Compared to the Northern sub-basin, the other sub-basins in the south Melut Basin are smaller, with areas of 2000–3000 km2, and have coarser sedimentary infillings, which make the quality of Adar caprocks worse. The Adar Formation in most uplifts and slope areas of the south Melut Basin no longer presents thick mudstones, but of high sand content sequence (Fig. 14), which makes the reservoir-caprock pair of Yabus+Samma-Adar Formations get worse. That explained why most wells failed in the exploration of Yabus and Samma Formations in the south Melut Basin. Instead, the near-source Cretaceous formations develop better reservoir-caprock pair and have better oil-source and preservation conditions, and some wells have got oil flow in Cretaceous (Fig. 14). Compared to the Northern sub-basin, the buried depth of Cretaceous in the south Melut Basin is shallower due to the relatively small basin scale. Meanwhile, the widespread inversion structures make the Cretaceous formations uplifted, such as the Miyan inversion structure and the Ghanam inversion structure. Consequently, the near-source Cretaceous have better accumulation conditions and are the most favorable potential targets in the south Melut Basin.

Fig. 14
figure 14

Lithological features of the Adar Formation in the north (above) and south (below) Melut Basin, and the section locations are shown in Fig. 2.

Conclusions

  1. (1)

    The Paleogene far-source migration and accumulation pattern is the primary hydrocarbon accumulation pattern in the Northern sub-basin, which accounted for 95% discoveries.
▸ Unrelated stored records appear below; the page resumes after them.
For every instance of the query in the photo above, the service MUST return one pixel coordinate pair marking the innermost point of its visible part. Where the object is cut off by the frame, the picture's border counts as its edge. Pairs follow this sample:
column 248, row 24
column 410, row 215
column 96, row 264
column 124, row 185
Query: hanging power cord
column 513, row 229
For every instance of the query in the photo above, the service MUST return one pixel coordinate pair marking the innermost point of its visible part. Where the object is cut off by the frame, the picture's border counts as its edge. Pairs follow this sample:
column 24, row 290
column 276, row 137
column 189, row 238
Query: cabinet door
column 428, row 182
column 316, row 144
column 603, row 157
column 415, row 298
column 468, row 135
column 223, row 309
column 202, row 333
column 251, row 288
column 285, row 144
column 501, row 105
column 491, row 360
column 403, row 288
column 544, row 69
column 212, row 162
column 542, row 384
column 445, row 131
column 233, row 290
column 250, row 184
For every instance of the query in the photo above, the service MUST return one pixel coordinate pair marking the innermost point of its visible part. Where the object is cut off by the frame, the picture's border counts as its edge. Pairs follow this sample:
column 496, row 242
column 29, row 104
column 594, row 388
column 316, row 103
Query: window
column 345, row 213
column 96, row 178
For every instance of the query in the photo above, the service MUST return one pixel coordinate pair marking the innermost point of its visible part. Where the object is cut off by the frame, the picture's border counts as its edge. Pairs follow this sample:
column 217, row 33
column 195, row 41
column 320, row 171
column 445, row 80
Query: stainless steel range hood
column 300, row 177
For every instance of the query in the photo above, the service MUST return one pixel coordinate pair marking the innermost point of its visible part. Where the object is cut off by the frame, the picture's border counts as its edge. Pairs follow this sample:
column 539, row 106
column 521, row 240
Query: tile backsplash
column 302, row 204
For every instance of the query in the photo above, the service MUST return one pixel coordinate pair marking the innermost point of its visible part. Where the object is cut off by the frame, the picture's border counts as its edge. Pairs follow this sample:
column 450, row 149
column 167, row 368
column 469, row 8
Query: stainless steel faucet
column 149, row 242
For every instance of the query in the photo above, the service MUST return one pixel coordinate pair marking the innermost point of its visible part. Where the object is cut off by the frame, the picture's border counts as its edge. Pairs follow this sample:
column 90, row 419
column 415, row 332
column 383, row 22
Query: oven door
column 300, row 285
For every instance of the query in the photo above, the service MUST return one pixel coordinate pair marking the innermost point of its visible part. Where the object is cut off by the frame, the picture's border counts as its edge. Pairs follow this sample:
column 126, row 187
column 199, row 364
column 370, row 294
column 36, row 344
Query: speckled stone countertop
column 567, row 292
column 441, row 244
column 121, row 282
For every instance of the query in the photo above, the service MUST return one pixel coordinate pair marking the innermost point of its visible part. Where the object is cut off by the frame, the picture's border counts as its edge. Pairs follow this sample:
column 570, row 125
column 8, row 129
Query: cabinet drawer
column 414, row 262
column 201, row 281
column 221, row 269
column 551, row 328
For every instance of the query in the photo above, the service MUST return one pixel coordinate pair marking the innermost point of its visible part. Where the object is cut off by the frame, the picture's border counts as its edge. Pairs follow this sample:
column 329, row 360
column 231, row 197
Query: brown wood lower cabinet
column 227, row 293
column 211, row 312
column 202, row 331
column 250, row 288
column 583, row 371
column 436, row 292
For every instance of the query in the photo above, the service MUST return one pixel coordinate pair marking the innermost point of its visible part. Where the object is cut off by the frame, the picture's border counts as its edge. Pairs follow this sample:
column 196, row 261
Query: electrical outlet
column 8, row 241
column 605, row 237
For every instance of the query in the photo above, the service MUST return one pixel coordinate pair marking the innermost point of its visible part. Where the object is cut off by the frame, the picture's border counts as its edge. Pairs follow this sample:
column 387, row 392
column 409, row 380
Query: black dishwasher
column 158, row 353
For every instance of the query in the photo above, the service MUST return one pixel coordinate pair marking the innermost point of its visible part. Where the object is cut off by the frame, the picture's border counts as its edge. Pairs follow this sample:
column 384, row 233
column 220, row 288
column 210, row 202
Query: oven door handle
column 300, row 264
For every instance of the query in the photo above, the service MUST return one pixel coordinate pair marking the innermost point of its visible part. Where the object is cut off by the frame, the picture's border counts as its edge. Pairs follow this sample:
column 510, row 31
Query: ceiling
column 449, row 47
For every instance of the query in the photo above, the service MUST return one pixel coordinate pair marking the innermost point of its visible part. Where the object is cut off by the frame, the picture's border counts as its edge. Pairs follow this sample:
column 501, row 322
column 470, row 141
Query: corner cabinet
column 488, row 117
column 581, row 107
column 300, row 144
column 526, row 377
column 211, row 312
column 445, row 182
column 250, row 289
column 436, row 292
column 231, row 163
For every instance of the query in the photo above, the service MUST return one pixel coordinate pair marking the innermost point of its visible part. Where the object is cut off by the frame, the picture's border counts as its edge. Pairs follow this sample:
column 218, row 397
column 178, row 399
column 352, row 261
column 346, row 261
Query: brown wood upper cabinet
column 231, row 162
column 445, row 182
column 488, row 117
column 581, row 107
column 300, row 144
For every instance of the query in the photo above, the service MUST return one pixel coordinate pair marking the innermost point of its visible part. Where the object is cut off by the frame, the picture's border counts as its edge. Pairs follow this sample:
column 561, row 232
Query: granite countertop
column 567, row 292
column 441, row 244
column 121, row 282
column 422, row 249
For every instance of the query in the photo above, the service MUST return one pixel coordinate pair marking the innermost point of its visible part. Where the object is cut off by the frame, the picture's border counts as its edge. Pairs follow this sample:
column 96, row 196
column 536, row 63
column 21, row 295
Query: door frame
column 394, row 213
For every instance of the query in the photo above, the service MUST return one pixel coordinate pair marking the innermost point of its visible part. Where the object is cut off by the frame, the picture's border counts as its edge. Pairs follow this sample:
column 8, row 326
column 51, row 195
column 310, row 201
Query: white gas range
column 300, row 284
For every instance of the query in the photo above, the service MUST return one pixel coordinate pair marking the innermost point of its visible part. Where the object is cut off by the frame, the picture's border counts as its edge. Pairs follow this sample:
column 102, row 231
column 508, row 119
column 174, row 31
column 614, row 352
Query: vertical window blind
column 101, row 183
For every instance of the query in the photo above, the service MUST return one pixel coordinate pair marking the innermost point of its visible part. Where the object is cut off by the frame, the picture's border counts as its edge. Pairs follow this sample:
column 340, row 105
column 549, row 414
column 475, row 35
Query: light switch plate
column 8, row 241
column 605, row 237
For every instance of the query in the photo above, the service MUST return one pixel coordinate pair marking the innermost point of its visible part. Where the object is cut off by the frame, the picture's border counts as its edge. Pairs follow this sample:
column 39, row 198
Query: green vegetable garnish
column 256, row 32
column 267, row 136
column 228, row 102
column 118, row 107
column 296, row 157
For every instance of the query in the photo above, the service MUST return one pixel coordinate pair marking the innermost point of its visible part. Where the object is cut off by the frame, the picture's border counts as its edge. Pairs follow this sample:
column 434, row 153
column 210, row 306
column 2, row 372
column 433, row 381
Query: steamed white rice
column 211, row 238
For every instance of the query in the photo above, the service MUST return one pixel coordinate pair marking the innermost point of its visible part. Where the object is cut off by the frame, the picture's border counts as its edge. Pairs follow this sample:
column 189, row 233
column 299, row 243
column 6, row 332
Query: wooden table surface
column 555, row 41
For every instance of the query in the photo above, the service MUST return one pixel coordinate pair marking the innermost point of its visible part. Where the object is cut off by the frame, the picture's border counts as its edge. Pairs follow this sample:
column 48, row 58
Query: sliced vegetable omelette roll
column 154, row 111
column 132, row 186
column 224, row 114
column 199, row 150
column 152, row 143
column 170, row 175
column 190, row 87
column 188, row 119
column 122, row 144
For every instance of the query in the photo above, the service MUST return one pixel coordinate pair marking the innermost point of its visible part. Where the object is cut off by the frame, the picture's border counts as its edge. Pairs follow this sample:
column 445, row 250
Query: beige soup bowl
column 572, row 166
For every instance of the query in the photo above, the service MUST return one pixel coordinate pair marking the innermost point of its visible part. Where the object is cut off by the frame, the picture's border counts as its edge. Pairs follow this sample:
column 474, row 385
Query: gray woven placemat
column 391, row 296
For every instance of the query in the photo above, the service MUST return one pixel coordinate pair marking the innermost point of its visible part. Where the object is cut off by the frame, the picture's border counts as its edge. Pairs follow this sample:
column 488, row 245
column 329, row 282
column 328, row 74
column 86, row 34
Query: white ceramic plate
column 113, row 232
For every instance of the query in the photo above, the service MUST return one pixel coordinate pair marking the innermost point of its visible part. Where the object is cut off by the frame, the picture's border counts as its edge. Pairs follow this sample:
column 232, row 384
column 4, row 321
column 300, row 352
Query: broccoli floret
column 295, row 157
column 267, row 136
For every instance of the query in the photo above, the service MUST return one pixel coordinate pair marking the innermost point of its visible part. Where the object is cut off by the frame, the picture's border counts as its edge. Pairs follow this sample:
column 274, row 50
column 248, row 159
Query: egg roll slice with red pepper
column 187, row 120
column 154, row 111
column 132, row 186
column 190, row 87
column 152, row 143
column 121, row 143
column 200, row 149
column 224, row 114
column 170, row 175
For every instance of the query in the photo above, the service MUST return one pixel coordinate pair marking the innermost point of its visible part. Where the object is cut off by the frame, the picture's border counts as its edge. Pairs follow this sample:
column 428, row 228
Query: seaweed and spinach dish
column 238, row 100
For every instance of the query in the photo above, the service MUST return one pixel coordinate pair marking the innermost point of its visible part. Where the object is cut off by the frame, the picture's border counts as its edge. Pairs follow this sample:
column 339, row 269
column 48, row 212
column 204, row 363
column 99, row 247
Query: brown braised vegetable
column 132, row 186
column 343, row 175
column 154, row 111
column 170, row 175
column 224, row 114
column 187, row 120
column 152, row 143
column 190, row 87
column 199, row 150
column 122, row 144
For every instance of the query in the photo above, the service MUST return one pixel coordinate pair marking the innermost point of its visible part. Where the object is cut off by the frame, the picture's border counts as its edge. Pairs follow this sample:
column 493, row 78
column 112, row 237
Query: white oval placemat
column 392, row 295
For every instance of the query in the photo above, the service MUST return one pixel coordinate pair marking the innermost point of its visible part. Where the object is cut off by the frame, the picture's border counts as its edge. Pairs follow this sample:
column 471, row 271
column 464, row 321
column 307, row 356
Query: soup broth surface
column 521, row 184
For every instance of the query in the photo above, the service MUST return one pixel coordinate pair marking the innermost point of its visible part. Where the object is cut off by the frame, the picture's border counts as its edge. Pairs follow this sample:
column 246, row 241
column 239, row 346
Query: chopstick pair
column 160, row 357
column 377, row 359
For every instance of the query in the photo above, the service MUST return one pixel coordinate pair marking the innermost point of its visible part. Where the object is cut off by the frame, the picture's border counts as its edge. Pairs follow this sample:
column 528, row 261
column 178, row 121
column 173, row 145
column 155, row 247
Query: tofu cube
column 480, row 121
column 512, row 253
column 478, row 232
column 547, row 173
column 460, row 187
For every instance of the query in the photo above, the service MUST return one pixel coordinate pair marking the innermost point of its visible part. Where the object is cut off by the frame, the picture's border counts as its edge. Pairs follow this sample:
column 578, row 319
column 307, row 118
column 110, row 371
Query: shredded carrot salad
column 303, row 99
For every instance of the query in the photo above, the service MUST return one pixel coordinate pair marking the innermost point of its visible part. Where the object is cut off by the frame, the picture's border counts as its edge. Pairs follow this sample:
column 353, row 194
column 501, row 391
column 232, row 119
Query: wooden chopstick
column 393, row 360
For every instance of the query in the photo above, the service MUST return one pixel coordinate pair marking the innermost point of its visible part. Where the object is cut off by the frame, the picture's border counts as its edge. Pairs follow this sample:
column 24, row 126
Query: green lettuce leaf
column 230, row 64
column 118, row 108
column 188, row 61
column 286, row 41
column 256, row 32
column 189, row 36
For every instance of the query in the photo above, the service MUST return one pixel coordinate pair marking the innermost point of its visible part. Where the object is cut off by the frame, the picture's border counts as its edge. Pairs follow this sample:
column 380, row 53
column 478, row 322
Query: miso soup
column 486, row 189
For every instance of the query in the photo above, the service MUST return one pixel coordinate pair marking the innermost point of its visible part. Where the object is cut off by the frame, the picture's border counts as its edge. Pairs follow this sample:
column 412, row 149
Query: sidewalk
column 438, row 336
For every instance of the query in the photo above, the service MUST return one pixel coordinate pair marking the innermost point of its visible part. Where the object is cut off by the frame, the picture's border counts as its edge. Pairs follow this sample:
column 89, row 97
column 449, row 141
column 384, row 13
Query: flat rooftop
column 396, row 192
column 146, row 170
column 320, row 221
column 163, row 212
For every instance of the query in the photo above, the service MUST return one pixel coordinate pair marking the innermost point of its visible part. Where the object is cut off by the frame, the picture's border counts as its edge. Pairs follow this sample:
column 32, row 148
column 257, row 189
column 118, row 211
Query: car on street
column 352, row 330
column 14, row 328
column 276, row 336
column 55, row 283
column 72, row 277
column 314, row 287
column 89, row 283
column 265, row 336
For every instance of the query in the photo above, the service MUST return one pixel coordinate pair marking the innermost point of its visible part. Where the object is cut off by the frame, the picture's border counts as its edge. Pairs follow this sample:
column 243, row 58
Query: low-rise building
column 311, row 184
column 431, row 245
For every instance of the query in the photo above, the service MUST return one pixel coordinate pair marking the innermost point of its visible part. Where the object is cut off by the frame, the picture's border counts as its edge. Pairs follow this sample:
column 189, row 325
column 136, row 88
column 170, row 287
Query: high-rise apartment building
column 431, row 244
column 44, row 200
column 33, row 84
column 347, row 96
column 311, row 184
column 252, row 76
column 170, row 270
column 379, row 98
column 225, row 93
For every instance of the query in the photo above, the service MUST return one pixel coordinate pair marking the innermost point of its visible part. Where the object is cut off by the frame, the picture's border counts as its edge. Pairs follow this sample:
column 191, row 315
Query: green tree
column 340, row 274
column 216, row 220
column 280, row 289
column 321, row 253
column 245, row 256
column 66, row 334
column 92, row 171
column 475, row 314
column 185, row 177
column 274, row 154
The capability of hydrocarbon charge from the Al Renk source rocks and the development of oil-source faults are two controlling factors for the far-source accumulation pattern. The identification of Paleogene far-source migration and accumulation pattern successfully guided the exploration of the north Melut Basin. In the south Melut Basin, due to the coarse deposition of Adar Formation, the Paleogene far-source Yabus+Samma-Adar formations are not an effective reservoir-caprock pair. Conversely, the near-source Cretaceous and basement are favorable exploration targets due to the development of inversion structures.

  2. (2)

    Three near-source Cretaceous accumulation patterns have been identified, including the lower-generation and upper-accumulation pattern of Galhak Formation, the upper-generation and lower-accumulation pattern of Al Gayger Formation, and the internal-generation and internal-accumulation pattern of Al Renk Formation. Moreover, the typical oil reservoir models of each accumulation pattern have been established. The identification and establishment of these hydrocarbon accumulation patterns and models would greatly promote the exploration of Cretaceous in the Melut Basin.

  3. (3)

    The Melut Basin mainly develops local inversion structures, and the overall uplift of the basin is small, which made the inversion movement have limited impact on the hydrocarbon generation. The inversion structures made the Melut Basin develop favorable structural traps, meanwhile the continuous generation and expulsion of source rocks from Later Cretaceous to present is conducive to the hydrocarbon accumulation. Consequently, the inversion structures are generally favorable oil-bearing structures. The basin-margin inversion structure has poor oil-source condition, and the inner-basin inversion structure and the inversion structure between sub-basins are two types of favorable oil-bearing structures. For the weak inversion structures, the uplifting magnitude and erosion extent is light, and the Paleogene reservoir-caprock pair is well preserved. Inversely, for the strong inversion structures, the Paleogene reservoir-caprock pair is severely destroyed, and the Cretaceous and basement become potential drilling targets.